One Hundred And One Days: A Baghdad Journal
- First edition (Norwegian)
- Author: Åsne Seierstad
- Original title: Hundre og én dag
- Language: Norwegian
- Genre: Non-fiction
- Publisher: Cappelen Damm
- Publication date: 2003
- Publication place: Norway
- Pages: 336pp (paperback)
- ISBN: 1-84408-140-0 (paperback)
- OCLC: 56696983
- Preceded by: The Bookseller of Kabul
- Followed by: Angel of Grozny: Inside Chechnya

= One Hundred and One Days =

2003 book by Åsne Seierstad

One Hundred And One Days: A Baghdad Journal (Hundre og én dag) is a non-fiction book by Norwegian journalist Åsne Seierstad.
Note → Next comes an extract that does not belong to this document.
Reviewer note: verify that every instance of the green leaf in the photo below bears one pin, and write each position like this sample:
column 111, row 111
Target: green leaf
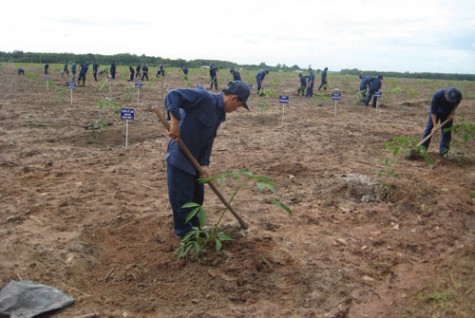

From January until April 2003 — for one hundred and one days — Åsne Seierstad worked as a reporter in Baghdad for Scandinavian, German, and Dutch media. Through her articles and live television coverage she reported on the events in Iraq before, during and after the US-led invasion of Iraq. In her book, Seierstad focuses on the everyday lives of normal Iraqi citizens, providing a rare insight into their daily lives under the constant threat of attack first from the Iraqi government and later from American bombs, as well as describing the frustration felt by journalists in their attempts to discern truth from propaganda.